PQC-hardened framework for encrypted CPU-GPU tensor transfers and driver attestation. ML-KEM-768 channel keys, AES-256-GCM per-transfer, ML-DSA driver attestation. Pluggable CUDA/ROCm backends.

These details have not been verified by PyPI

Project description

PQC GPU Driver

PQC Native ML-KEM-768 ML-DSA-65 AES-256-GCM License Version

Post-quantum confidential computing for the PCIe bus. Modern AI inference ships multi-gigabyte model weights and activations between CPU and GPU over PCIe. That bus is visible to the host OS, the hypervisor, and the kernel's GPU driver. A malicious host or curious operator can trivially snoop or rewrite the bytes in flight — and even the NVIDIA Confidential Computing story on Hopper (H100/H200) relies on classical crypto that a future CRQC can retroactively forge. This library is the post-quantum cryptographic envelope — ML-KEM-768 channel keys, AES-256-GCM per-transfer, ML-DSA driver attestation — that a confidential-inference framework plugs its real CUDA / ROCm / vendor primitives into.

The Problem

GPU driver stacks (the NVIDIA kernel module, AMD amdgpu, the vendor's userland runtime) move tensor bytes between CPU RAM and device memory. In the default configuration:

Plaintext traverses PCIe. A hypervisor with DMA introspection, a VFIO passthrough attacker, or a kernel-module rootkit can read every byte.
Driver modules are loaded with classical signatures. NVIDIA's modinfo signatures and secure-boot chains rely on RSA / ECDSA that Shor's algorithm breaks.
Key establishment for confidential computing uses ECDH. A recorded session today can be passively decrypted once a CRQC exists.

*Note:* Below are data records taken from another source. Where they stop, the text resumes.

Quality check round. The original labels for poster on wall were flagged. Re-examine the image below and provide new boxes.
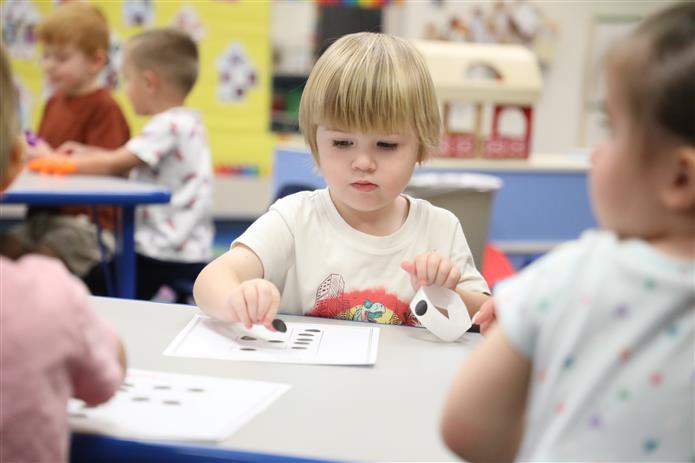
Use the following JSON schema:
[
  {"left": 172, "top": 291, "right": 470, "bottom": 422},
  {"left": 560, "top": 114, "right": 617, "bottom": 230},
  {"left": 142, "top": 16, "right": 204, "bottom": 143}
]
[{"left": 0, "top": 0, "right": 275, "bottom": 174}]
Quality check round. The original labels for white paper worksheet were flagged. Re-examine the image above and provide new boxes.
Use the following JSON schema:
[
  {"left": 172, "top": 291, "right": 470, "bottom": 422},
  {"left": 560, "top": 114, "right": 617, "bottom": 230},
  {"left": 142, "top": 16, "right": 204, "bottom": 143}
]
[
  {"left": 68, "top": 369, "right": 290, "bottom": 442},
  {"left": 164, "top": 315, "right": 379, "bottom": 365}
]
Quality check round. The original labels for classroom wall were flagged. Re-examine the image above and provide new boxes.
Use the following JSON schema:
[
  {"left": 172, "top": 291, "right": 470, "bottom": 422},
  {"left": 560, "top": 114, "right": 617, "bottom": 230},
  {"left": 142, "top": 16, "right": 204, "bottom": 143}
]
[{"left": 271, "top": 0, "right": 676, "bottom": 154}]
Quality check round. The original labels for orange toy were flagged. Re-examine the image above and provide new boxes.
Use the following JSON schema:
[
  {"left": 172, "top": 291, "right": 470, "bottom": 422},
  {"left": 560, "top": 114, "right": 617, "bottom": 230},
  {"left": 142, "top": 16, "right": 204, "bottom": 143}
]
[{"left": 27, "top": 156, "right": 77, "bottom": 175}]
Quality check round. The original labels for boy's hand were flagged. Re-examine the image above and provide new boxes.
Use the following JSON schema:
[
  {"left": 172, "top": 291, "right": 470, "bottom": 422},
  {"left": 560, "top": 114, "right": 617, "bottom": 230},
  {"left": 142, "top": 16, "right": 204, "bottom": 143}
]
[
  {"left": 229, "top": 278, "right": 280, "bottom": 331},
  {"left": 471, "top": 298, "right": 497, "bottom": 336},
  {"left": 56, "top": 141, "right": 90, "bottom": 154},
  {"left": 401, "top": 252, "right": 461, "bottom": 291},
  {"left": 26, "top": 138, "right": 55, "bottom": 161},
  {"left": 27, "top": 156, "right": 77, "bottom": 175}
]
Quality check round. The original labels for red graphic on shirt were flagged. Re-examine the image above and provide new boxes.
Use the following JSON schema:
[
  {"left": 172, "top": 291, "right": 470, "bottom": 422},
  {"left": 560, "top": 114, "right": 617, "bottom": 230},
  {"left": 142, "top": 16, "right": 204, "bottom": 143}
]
[{"left": 307, "top": 273, "right": 417, "bottom": 326}]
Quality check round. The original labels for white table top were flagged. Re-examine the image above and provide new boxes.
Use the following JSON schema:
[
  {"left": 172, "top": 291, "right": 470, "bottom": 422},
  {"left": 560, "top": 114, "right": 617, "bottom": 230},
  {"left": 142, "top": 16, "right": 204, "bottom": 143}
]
[{"left": 93, "top": 297, "right": 480, "bottom": 461}]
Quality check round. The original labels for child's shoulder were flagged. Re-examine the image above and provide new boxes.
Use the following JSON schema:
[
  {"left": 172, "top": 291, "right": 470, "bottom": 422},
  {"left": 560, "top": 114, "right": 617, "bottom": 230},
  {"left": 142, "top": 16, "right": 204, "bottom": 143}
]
[
  {"left": 0, "top": 254, "right": 88, "bottom": 306},
  {"left": 270, "top": 189, "right": 330, "bottom": 212}
]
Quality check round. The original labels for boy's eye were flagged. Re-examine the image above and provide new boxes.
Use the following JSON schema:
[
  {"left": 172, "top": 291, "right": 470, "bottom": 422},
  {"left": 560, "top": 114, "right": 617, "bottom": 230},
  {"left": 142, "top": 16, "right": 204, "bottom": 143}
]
[{"left": 376, "top": 141, "right": 398, "bottom": 150}]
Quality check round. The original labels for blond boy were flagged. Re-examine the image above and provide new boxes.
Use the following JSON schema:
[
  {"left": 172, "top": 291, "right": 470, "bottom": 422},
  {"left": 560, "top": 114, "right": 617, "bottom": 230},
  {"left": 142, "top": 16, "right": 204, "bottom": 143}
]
[{"left": 194, "top": 33, "right": 489, "bottom": 330}]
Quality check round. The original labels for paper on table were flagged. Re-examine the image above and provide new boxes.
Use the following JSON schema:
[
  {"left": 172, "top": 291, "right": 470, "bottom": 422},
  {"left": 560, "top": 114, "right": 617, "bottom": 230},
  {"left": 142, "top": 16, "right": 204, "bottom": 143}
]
[
  {"left": 164, "top": 315, "right": 379, "bottom": 365},
  {"left": 68, "top": 369, "right": 290, "bottom": 442}
]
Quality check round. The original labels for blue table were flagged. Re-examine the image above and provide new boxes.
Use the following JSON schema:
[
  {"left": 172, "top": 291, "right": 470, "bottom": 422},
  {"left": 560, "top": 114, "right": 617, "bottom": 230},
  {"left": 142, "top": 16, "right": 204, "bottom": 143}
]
[{"left": 0, "top": 172, "right": 171, "bottom": 298}]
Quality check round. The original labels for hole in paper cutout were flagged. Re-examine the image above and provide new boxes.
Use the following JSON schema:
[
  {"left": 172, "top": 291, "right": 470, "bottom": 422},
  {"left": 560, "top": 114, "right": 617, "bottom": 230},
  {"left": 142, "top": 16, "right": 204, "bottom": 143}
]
[
  {"left": 435, "top": 307, "right": 449, "bottom": 318},
  {"left": 272, "top": 318, "right": 287, "bottom": 333}
]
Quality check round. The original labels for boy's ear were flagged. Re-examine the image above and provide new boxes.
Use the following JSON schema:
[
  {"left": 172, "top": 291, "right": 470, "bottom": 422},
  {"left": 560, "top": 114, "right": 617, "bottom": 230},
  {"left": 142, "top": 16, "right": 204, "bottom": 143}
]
[
  {"left": 0, "top": 135, "right": 26, "bottom": 191},
  {"left": 142, "top": 69, "right": 162, "bottom": 91},
  {"left": 91, "top": 49, "right": 109, "bottom": 72},
  {"left": 663, "top": 145, "right": 695, "bottom": 212}
]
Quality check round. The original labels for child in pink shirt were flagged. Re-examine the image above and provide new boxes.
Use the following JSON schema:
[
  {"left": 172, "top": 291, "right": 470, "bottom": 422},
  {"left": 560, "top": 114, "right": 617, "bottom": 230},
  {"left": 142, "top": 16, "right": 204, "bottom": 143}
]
[{"left": 0, "top": 48, "right": 125, "bottom": 462}]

A confidential AI workload needs more than "the GPU is in a TEE": it needs a post-quantum envelope around every tensor hitting the bus, and a cryptographic check on every driver that touches those tensors.

The Solution

ML-KEM-768 establishes a fresh 32-byte channel key between CPU and GPU at module-load time. In production this is ML-KEM.Decapsulate run on both sides; the library delegates to quantumshield for the keypair.
AES-256-GCM encrypts every tensor transfer. The authentication tag binds the ciphertext to TensorMetadata + sequence_number via AAD, so tampering with either the bytes or the metadata surfaces as a DecryptionError.
ML-DSA-65 signs every GPU driver / kernel module before load. The verifier checks both the signature and an allow-list of trusted signer DIDs.
ChannelSession enforces strictly monotonic sequence numbers and tracks recent nonces, rejecting replays.
Pluggable backends — the library never touches real device memory. Backends do, using cuMemcpy / cuMemAlloc / CUDA-IPC or hipMemcpy / hipMalloc / HIP-IPC. An InMemoryBackend ships for tests.

Installation

pip install pqc-gpu-driver

Development:

pip install -e ".[dev]"

Quick Start

from pqc_gpu_driver import (
    InMemoryBackend,
    TensorMetadata,
    establish_channel,
)

# 1. Bring up an encrypted CPU<->GPU channel (ML-KEM-768 -> AES-256-GCM key).
cpu, gpu = establish_channel(cpu_side_label="inference-host",
                             gpu_side_label="h100-0")

# 2. Encrypt a tensor on the CPU side.
tensor_bytes = b"\x01" * 4096
meta = TensorMetadata(
    tensor_id="layer_0.q_proj",
    name="model.layers.0.self_attn.q_proj.weight",
    dtype="float32",
    shape=(1024,),
    size_bytes=len(tensor_bytes),
)
enc = cpu.encrypt_tensor(tensor_bytes, meta)

# 3. Move the ciphertext through a GPU backend. Backends only carry bytes,
#    they never see plaintext.
backend = InMemoryBackend()
handle = backend.upload(enc)
pulled = backend.download(handle)

# 4. Decrypt on the GPU side. AES-GCM verifies AAD + ciphertext + sequence.
plaintext = gpu.decrypt_tensor(pulled)
assert plaintext == tensor_bytes

Driver attestation before a kernel module is allowed to load:

from quantumshield.identity.agent import AgentIdentity
from pqc_gpu_driver import (
    DriverAttestationVerifier,
    DriverAttester,
    DriverModule,
)

driver_bytes = open("/lib/modules/.../nvidia.ko", "rb").read()
module = DriverModule(
    name="nvidia.ko",
    version="550.54.14",
    module_hash=DriverModule.hash_module_bytes(driver_bytes),
    module_size=len(driver_bytes),
)

vendor = AgentIdentity.create("nvidia-driver-signer")
attestation = DriverAttester(vendor).attest(module)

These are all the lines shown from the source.